Definitely... one can do a version of the slump test - the particular patient I was mentioning in no way could do the slump test as described due to both the amount of allodynia present AND his system's lack of tolerance.  There are times one needs to apply common sense, ya know?  And definitely, a patient can also be a candidate for directional preference - both his symptoms and his response to directional preference indicated he was a candidate for directional preference.  Because of the amount of fear this guy had, he wasn't a candidate for manipulation.  Yeah, I do apply evidence.  I may not be MDT certified... I may not be Moseley... but none of us are ever going to be like any of the researchers.  Those of us that read the literature translate that evidence into practice every day.  Is every piece of literature perfect?   No  Is every single patient a complete representation within the literature?  Nope.  what you are suggesting, Luke, is that because the literature isn't perfect and our populations don't perfectly match literature and we may not always be as qualitifed or trained as the clinicians performing in the methods section of literature, we're doomed if we try to incorporate evidence.  That's a false assumption.   
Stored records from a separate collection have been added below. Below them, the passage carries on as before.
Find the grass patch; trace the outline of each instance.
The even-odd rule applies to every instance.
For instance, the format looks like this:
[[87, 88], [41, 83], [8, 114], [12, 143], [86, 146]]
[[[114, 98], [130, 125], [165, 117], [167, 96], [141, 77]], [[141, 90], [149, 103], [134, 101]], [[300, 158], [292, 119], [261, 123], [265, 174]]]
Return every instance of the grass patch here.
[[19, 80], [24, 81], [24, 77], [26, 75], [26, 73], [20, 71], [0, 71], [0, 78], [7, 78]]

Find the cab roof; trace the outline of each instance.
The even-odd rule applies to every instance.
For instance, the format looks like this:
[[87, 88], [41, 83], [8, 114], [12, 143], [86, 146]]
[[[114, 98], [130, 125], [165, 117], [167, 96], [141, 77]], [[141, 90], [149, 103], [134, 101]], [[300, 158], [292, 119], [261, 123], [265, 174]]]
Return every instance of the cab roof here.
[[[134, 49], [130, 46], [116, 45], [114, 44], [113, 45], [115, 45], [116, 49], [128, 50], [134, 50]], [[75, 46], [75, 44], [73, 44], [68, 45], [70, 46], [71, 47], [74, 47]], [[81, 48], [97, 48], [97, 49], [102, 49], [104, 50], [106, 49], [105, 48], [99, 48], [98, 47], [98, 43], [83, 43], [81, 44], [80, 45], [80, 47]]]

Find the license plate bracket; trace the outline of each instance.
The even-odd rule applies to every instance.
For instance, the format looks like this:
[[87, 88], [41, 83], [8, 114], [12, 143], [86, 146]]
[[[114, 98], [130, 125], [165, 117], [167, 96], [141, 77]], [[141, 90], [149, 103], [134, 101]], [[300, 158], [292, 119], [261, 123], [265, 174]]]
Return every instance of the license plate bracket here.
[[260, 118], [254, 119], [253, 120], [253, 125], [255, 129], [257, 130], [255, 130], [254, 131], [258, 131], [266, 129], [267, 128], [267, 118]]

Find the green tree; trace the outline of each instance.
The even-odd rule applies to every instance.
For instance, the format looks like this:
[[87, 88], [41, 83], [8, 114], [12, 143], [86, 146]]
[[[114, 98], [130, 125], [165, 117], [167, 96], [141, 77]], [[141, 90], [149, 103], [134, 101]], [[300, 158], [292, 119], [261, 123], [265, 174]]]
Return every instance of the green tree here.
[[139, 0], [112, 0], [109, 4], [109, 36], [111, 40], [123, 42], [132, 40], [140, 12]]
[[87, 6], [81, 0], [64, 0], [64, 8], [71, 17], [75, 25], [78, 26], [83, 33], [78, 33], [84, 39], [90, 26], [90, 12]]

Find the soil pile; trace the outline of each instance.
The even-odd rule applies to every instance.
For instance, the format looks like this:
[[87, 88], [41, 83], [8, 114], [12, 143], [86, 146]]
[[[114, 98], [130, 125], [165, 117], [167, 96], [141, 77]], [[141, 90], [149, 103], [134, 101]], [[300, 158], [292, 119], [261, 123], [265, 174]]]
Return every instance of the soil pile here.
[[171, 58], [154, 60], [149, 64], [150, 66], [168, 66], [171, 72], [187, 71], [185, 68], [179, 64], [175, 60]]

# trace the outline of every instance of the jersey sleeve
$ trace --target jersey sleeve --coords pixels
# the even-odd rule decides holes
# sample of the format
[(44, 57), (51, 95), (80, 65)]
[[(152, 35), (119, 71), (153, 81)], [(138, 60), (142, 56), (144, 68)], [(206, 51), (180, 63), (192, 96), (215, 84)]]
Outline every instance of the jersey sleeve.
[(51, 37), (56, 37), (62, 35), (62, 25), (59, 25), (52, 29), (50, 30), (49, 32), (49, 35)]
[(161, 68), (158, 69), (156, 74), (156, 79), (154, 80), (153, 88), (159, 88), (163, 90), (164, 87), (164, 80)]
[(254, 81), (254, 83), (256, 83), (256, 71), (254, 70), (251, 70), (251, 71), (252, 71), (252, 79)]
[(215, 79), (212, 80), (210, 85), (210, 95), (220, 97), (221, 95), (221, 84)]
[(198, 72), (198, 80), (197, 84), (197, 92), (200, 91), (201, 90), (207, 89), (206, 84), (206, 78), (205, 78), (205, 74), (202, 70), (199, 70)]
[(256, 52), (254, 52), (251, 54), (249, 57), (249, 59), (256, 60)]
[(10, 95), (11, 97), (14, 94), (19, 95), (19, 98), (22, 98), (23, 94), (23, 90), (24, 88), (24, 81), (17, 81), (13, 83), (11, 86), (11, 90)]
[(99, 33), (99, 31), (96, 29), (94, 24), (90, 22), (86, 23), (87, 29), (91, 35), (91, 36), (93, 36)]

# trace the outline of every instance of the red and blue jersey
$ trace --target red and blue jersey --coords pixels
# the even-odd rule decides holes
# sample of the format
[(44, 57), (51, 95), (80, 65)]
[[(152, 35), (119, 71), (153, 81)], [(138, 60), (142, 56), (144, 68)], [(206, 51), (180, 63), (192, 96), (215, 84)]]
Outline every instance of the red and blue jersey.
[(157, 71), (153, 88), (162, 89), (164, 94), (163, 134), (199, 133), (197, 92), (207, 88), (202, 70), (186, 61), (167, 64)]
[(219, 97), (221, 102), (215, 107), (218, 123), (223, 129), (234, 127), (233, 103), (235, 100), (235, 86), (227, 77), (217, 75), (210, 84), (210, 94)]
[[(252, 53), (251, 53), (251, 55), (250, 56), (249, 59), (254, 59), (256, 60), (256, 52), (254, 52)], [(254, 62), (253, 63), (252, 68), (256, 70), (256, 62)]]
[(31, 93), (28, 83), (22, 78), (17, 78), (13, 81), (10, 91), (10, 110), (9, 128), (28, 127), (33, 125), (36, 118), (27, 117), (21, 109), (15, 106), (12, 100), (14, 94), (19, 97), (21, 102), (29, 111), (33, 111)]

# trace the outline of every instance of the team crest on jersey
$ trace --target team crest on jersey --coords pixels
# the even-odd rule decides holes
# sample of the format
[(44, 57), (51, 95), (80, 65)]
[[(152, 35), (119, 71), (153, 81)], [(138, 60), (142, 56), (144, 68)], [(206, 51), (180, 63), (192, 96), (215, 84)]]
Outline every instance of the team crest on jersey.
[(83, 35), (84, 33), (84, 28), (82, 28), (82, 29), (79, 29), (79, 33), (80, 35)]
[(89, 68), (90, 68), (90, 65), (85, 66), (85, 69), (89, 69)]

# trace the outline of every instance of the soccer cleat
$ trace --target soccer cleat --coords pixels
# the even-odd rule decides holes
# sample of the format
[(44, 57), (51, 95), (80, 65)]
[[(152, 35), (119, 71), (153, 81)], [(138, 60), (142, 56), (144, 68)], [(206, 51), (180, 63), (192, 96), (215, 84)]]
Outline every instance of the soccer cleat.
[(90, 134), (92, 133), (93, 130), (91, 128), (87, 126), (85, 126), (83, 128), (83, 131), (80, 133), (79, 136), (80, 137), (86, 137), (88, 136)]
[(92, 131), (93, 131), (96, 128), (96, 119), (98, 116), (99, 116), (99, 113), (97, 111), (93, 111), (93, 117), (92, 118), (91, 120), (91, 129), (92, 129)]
    Evidence for a direct relationship between cognitive and physical change during an education intervention in people with chronic low back pain . 
    European Journal of Pain , Volume 8 , Issue 1 , Pages 39 - 45
    G . Moseley

This work nicely addresses what we are up against with patients with chronic low back pain.

Luke is probably referring to the below work:  A Randomized Controlled Trial of Intensive Neurophysiology Education in Chronic Low Back Pain.  Original Article Clinical Journal of Pain. 20(5):324-330, September/October 2004.
Moseley, G. Lorimer PhD *+++; Nicholas, Michael K. PhD ++; Hodges, Paul W. PhD *  This particular study is really cool and even though not some big RCT gives nice insight and pause to think about what we say, how we say it and how a patient perceives what they are told by others.http://blog.evidenceinmotion.com/evidence/files/moseley_2005_aust_j_physiotherapy_widespread_brain_activity_during_abdominal_task_reduced_after_pain_education.pdf I would like to politely request that posters just speak for themselves.  All the quoting and copying and pasting going on is ridiculously childish.  IF someone believes he or she has something relevant to say and wants to be heard, then that someone should just post.  Could a few of you quit the nonsense?  It is ridiculous.